Its pastime for our Corps current leaders to get serious and put the Marine Corps on the path to again be a real combined arms air-ground task force.
Viet Nam Marines
This CP article jogged my old memory. During the EVAC of Viet Nam, I recall a certain Marine Colonel coming on board an amphib stationed off the coast of Viet Nam. The Colonel had a habit of briefing the MEU officers (including the 2nd LT Platoon Leaders) on the daily Saigon Embassy meetings and the general situation on the ground. We were already aware that the ARVN was collapsing with desertions of troops and officers turning a retreat into a rout. The Colonel mentioned that the South Viet Nam Marine Battalions were the exception. At this point, I remembered the South Viet Nam Marines officers that were at TBS going through the same training as my TBS company.

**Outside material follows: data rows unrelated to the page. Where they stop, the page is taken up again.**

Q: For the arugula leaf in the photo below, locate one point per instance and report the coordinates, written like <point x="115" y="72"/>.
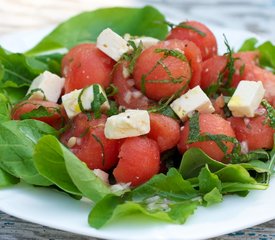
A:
<point x="16" y="70"/>
<point x="208" y="181"/>
<point x="7" y="179"/>
<point x="164" y="197"/>
<point x="86" y="26"/>
<point x="49" y="162"/>
<point x="17" y="141"/>
<point x="62" y="167"/>
<point x="213" y="197"/>
<point x="193" y="160"/>
<point x="4" y="108"/>
<point x="171" y="186"/>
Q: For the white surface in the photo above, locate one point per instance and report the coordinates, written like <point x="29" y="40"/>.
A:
<point x="57" y="210"/>
<point x="112" y="44"/>
<point x="131" y="123"/>
<point x="194" y="99"/>
<point x="246" y="98"/>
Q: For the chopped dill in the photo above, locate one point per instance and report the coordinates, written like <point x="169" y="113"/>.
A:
<point x="102" y="147"/>
<point x="186" y="26"/>
<point x="270" y="113"/>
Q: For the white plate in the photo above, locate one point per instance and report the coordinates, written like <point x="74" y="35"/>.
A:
<point x="57" y="210"/>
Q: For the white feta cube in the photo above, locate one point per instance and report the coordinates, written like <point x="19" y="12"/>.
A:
<point x="146" y="41"/>
<point x="193" y="100"/>
<point x="130" y="123"/>
<point x="49" y="86"/>
<point x="112" y="44"/>
<point x="246" y="98"/>
<point x="85" y="97"/>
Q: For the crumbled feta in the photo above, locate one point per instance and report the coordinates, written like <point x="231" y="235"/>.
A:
<point x="71" y="100"/>
<point x="112" y="44"/>
<point x="194" y="99"/>
<point x="130" y="123"/>
<point x="246" y="98"/>
<point x="146" y="41"/>
<point x="49" y="86"/>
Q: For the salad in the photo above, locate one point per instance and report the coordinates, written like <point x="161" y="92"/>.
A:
<point x="146" y="119"/>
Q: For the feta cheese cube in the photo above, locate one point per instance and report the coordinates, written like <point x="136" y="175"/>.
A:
<point x="50" y="84"/>
<point x="194" y="99"/>
<point x="130" y="123"/>
<point x="71" y="100"/>
<point x="246" y="98"/>
<point x="146" y="41"/>
<point x="112" y="44"/>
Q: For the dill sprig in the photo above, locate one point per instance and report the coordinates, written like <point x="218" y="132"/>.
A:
<point x="270" y="113"/>
<point x="166" y="53"/>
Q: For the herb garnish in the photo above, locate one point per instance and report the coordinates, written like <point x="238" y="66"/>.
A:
<point x="270" y="113"/>
<point x="186" y="26"/>
<point x="166" y="53"/>
<point x="131" y="57"/>
<point x="222" y="86"/>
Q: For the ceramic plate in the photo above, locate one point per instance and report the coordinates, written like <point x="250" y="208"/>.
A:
<point x="57" y="210"/>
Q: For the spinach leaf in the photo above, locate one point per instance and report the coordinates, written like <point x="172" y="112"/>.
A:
<point x="194" y="160"/>
<point x="213" y="197"/>
<point x="17" y="141"/>
<point x="4" y="108"/>
<point x="164" y="197"/>
<point x="16" y="70"/>
<point x="7" y="179"/>
<point x="86" y="26"/>
<point x="112" y="209"/>
<point x="171" y="186"/>
<point x="266" y="49"/>
<point x="62" y="167"/>
<point x="49" y="161"/>
<point x="208" y="181"/>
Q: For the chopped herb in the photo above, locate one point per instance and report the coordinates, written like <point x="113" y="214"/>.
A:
<point x="186" y="26"/>
<point x="194" y="29"/>
<point x="270" y="113"/>
<point x="222" y="86"/>
<point x="172" y="52"/>
<point x="111" y="90"/>
<point x="194" y="131"/>
<point x="163" y="104"/>
<point x="166" y="53"/>
<point x="102" y="148"/>
<point x="219" y="139"/>
<point x="34" y="91"/>
<point x="113" y="109"/>
<point x="230" y="64"/>
<point x="98" y="100"/>
<point x="38" y="113"/>
<point x="132" y="57"/>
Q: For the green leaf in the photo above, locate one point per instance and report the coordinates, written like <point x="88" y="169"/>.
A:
<point x="49" y="161"/>
<point x="213" y="197"/>
<point x="16" y="71"/>
<point x="266" y="49"/>
<point x="194" y="160"/>
<point x="235" y="173"/>
<point x="171" y="186"/>
<point x="4" y="108"/>
<point x="208" y="181"/>
<point x="113" y="209"/>
<point x="86" y="26"/>
<point x="17" y="141"/>
<point x="7" y="179"/>
<point x="248" y="45"/>
<point x="62" y="167"/>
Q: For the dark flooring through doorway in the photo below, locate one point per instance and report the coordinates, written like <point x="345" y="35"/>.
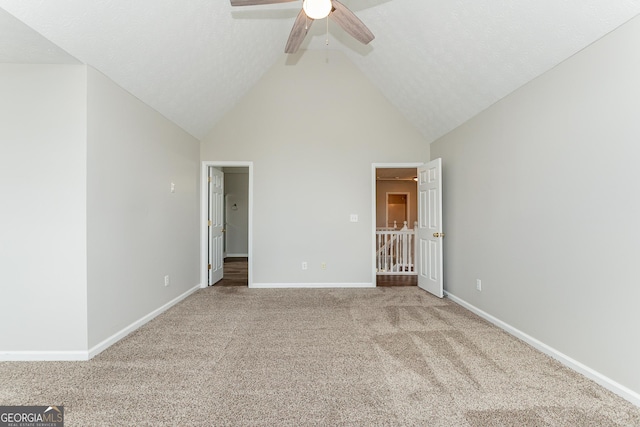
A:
<point x="400" y="280"/>
<point x="236" y="274"/>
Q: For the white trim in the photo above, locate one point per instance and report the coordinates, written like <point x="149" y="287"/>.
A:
<point x="310" y="285"/>
<point x="43" y="356"/>
<point x="99" y="348"/>
<point x="203" y="216"/>
<point x="72" y="356"/>
<point x="375" y="166"/>
<point x="606" y="382"/>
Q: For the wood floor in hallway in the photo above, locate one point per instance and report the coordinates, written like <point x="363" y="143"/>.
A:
<point x="236" y="274"/>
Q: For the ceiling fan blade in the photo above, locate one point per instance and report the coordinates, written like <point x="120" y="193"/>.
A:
<point x="256" y="2"/>
<point x="298" y="32"/>
<point x="350" y="23"/>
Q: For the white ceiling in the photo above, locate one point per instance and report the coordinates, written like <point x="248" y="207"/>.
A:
<point x="440" y="62"/>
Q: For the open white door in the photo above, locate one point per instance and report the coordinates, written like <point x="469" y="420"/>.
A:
<point x="430" y="228"/>
<point x="216" y="225"/>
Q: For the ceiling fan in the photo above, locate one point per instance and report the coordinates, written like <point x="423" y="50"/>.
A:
<point x="317" y="9"/>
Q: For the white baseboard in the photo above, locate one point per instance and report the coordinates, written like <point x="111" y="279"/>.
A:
<point x="97" y="349"/>
<point x="71" y="356"/>
<point x="43" y="356"/>
<point x="310" y="285"/>
<point x="606" y="382"/>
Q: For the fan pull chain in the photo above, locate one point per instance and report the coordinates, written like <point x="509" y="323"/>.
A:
<point x="327" y="41"/>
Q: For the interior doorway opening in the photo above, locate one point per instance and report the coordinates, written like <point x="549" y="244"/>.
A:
<point x="395" y="215"/>
<point x="227" y="218"/>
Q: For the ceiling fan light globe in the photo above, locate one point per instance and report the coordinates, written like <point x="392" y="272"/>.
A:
<point x="317" y="9"/>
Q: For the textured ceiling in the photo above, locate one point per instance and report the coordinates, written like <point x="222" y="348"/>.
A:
<point x="440" y="62"/>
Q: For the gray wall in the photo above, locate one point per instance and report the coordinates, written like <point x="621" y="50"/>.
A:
<point x="43" y="302"/>
<point x="313" y="126"/>
<point x="138" y="231"/>
<point x="541" y="202"/>
<point x="89" y="226"/>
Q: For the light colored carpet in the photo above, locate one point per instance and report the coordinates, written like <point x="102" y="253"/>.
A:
<point x="354" y="357"/>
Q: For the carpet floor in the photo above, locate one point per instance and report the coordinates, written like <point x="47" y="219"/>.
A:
<point x="328" y="357"/>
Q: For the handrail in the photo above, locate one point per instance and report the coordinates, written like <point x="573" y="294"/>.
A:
<point x="395" y="251"/>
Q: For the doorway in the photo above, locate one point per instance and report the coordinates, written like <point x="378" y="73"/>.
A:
<point x="399" y="207"/>
<point x="237" y="207"/>
<point x="395" y="207"/>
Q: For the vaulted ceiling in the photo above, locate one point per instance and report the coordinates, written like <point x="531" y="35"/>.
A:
<point x="440" y="62"/>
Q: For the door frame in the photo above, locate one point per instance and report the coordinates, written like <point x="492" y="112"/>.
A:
<point x="375" y="166"/>
<point x="204" y="232"/>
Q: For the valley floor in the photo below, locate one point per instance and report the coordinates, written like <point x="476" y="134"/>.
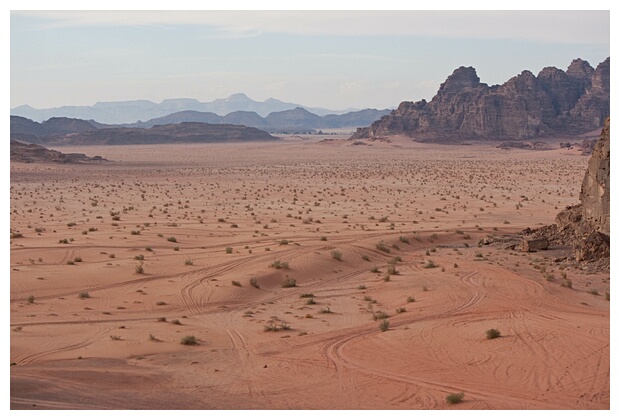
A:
<point x="114" y="264"/>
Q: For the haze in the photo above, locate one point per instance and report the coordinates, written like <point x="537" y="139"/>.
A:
<point x="332" y="59"/>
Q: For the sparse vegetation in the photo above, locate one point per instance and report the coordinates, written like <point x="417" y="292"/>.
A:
<point x="289" y="282"/>
<point x="189" y="340"/>
<point x="384" y="325"/>
<point x="455" y="398"/>
<point x="492" y="333"/>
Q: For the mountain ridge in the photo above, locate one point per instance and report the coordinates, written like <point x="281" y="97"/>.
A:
<point x="525" y="107"/>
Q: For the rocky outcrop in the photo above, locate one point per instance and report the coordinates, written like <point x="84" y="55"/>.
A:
<point x="594" y="194"/>
<point x="31" y="153"/>
<point x="585" y="226"/>
<point x="525" y="107"/>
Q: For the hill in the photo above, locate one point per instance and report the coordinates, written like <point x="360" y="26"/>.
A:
<point x="525" y="107"/>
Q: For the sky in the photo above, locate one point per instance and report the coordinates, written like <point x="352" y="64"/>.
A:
<point x="320" y="58"/>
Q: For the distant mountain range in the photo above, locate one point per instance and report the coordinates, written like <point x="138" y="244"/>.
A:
<point x="71" y="131"/>
<point x="127" y="112"/>
<point x="554" y="103"/>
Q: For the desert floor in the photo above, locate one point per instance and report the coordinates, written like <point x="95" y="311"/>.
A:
<point x="367" y="231"/>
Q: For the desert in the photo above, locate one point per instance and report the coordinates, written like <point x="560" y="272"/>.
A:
<point x="308" y="272"/>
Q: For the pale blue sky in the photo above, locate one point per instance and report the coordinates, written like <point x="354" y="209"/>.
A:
<point x="330" y="59"/>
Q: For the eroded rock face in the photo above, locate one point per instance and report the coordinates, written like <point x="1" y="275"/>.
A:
<point x="525" y="107"/>
<point x="595" y="187"/>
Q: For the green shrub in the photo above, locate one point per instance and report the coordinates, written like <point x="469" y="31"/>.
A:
<point x="384" y="325"/>
<point x="289" y="282"/>
<point x="492" y="333"/>
<point x="382" y="246"/>
<point x="189" y="340"/>
<point x="455" y="398"/>
<point x="254" y="282"/>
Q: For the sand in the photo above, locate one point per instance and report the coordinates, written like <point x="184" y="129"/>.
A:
<point x="113" y="265"/>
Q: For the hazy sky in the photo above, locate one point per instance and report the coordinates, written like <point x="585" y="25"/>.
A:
<point x="331" y="59"/>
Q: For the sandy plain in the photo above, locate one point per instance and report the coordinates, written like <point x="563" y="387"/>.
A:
<point x="383" y="229"/>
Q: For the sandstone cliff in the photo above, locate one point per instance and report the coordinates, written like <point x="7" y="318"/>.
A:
<point x="527" y="106"/>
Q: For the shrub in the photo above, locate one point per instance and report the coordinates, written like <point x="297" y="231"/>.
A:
<point x="379" y="315"/>
<point x="492" y="333"/>
<point x="277" y="264"/>
<point x="254" y="282"/>
<point x="430" y="264"/>
<point x="289" y="282"/>
<point x="189" y="340"/>
<point x="455" y="398"/>
<point x="382" y="246"/>
<point x="384" y="325"/>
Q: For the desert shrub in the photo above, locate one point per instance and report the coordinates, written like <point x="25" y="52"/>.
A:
<point x="277" y="264"/>
<point x="492" y="333"/>
<point x="254" y="282"/>
<point x="289" y="282"/>
<point x="189" y="340"/>
<point x="384" y="325"/>
<point x="430" y="264"/>
<point x="455" y="398"/>
<point x="379" y="315"/>
<point x="382" y="246"/>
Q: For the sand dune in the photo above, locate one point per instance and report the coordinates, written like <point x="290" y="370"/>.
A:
<point x="365" y="232"/>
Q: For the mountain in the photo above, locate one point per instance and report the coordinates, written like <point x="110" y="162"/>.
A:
<point x="295" y="120"/>
<point x="127" y="112"/>
<point x="29" y="153"/>
<point x="525" y="107"/>
<point x="186" y="132"/>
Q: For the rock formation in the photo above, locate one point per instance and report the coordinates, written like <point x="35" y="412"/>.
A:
<point x="525" y="107"/>
<point x="585" y="226"/>
<point x="30" y="153"/>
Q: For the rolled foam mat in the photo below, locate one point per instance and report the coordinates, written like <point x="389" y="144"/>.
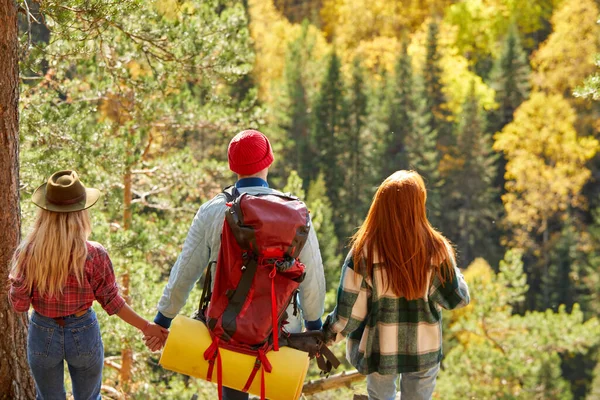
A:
<point x="184" y="353"/>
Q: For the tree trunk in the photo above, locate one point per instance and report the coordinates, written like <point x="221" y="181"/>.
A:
<point x="15" y="380"/>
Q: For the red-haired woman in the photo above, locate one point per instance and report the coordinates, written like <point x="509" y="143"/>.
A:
<point x="395" y="281"/>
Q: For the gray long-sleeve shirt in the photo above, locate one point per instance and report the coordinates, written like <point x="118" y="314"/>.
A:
<point x="202" y="246"/>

On this day the South VN Marines were holding open the key intersection at Vung Tao. The highway from Saigon and the main highway that lead north to Da Nang intersected just north the port city of Vung Tao. The Vung Tao port also sits on a peninsula that juts into the mouth of the Saigon River. The SVN Marines were under heavy attack by the North Vietnamese but were holding and fighting aggressively despite heavy causalities in the officer ranks including battalion and company commanders. What was implied (IMHO) from that briefing was, “heads up” there might be a contingency for a Marine MEU to reinforce our hard pressed South Viet Nam Marines brothers. Consequently, I was not surprised when my MEU was sent back to the Philippines before the EVAC, where our FO’s provided live-fire close air support training to not only each company, but also each and every platoon leader in the battalion.
I have to state this story is all from the memory of as 2nd LT on his first deployment. I could not find any reference to the South Viet Nam Marines battles at Vung Tao. I did manage to find this:
https://msuweb.montclair.edu/~furrg/Vietnam/pbvnmarines.html
“During March, 1975, the Vietnamese Marines were deployed south from Quang Tri to provide for the defense of Danang. By April the GVN began to collapse in the face of the NVA final offensive. ARVN units in Danang disintegrated and only the Marine brigades maintained tactical integrity. For two days the Marines engaged in an attempt to defend the city, fighting the North Vietnamese near VNMC headquarters at Bo Tu Linh west of Danang. When this proved futile, they deployed aboard evacuation ships. Now split into two forces, during the GVN's final hours Vietnamese Marines were reported fighting NVA forces near the presidential palace in Saigon.
Less than 250 Vietnamese Marines ultimately escaped to the US after the fall of Saigon. This group included their two commandants, twenty officers, and 180 enlisted men who ended up in refugee camps in the U.S. For one last time, American Marines who had served as advisors to the Vietnamese Marines were on hand to assist them.
The special relationship between the Vietnamese and American Marines was summed up best by the last VNMC Commandant. According to General Khang, U.S. Marines never tried to command their Vietnamese comrades; rather, they served with them as friends and advisors. U.S. Marine advisors frequently worked outside their military fields to provide assistance to VNMC wives and children. American Marines were the only ones to share the food of the Vietnamese Marines - they did not carry their own rations into the field. Instead, they ate food procured in local markets and from individual farmers according to the methods of the Vietnamese Marines. The American Marines made no distinction between the U.S. Marines and the Vietnamese Marines.”
I really do not think SIF is a good idea for US Marines. SIF will not work unless the US can keep control of the SLOC. I am thinking about the 4th Marines Regiment and the surrender of Corregidor at the beginning of WW2. Yes, we need to train with the armed forces of the “Island Chain” at every opportunity. We need to have foreign officers in attendance at our schools and we need to send our officers to their schools. The standard of that training must reach, at a minimum, the same level as the South Viet Nam Marines.